A closer look reveals subtle shifts
But a closer look at the numbers reveals a more nuanced picture. Net Promoter Score (NPS), considered the gold standard of customer loyalty, dropped modestly by 0.7-points to +89.8. Similarly, perceived fairness declined by 0.31%-points to 95.30%, and customer understanding of products dipped to 94.23%, down by 0.1%-points.
While these movements might seem minor in isolation, they represent important signals from consumers – subtle signs that expectations are rising, and that maintaining trust is an ongoing task.
Deep diving into the product categories
Investments emerged as the standout product category this month. Scoring 4.92 out of 5, with an NPS of +92.5, the sector showed robust performance across all major customer experience dimensions. Financial support services – such as debt advice and management – and savings accounts also demonstrated resilience, reflecting the continued importance of stability and transparency in uncertain times.
These categories share a common theme – they appear to align with what customers need. Whether it’s the reassurance of accessible support services or the clarity provided by savings products, consumers reward offerings that feel relevant and empowering.
Meanwhile, insurance continues to lag behind the broader financial services industry. It recorded the lowest scores across every core metric we track, including a worrying 74.29% for perceived fairness and just 3.91 out of 5 for value for money.
These are not just empty statistics. The low figures point to deeper issues such as unclear pricing, complex terms, and slow claims processes. Compared to other products, insurance is clearly struggling to meet evolving consumer expectations around clarity, fairness, and service.
Final thoughts
Overall, March’s data shows that the financial services industry cannot afford to become complacent.
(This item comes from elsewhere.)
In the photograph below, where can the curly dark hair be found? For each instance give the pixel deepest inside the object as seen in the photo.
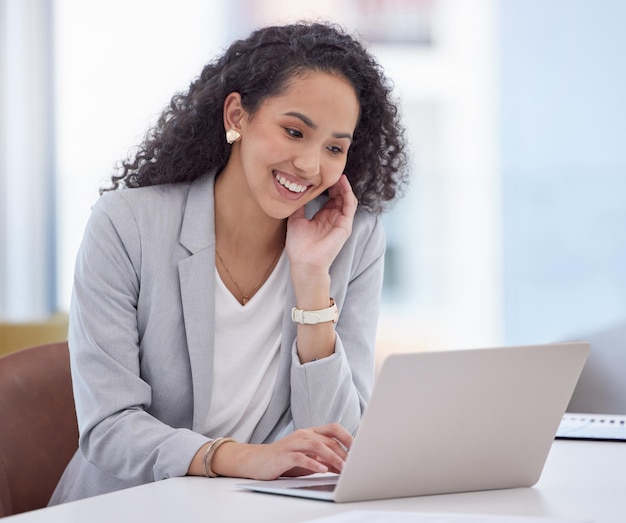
(188, 139)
Even small drops in how fair or understandable things seem show that customers are becoming more critical – and that their loyalty depends on ongoing transparency and trust.
For IFAs and other financial professionals, the message is clear: while many areas of the sector are thriving, now is the time to double down on clear communication, simple product structures, and empathetic support.
Trust is hard to win back once it’s lost – but when built over time, it becomes a company’s greatest asset.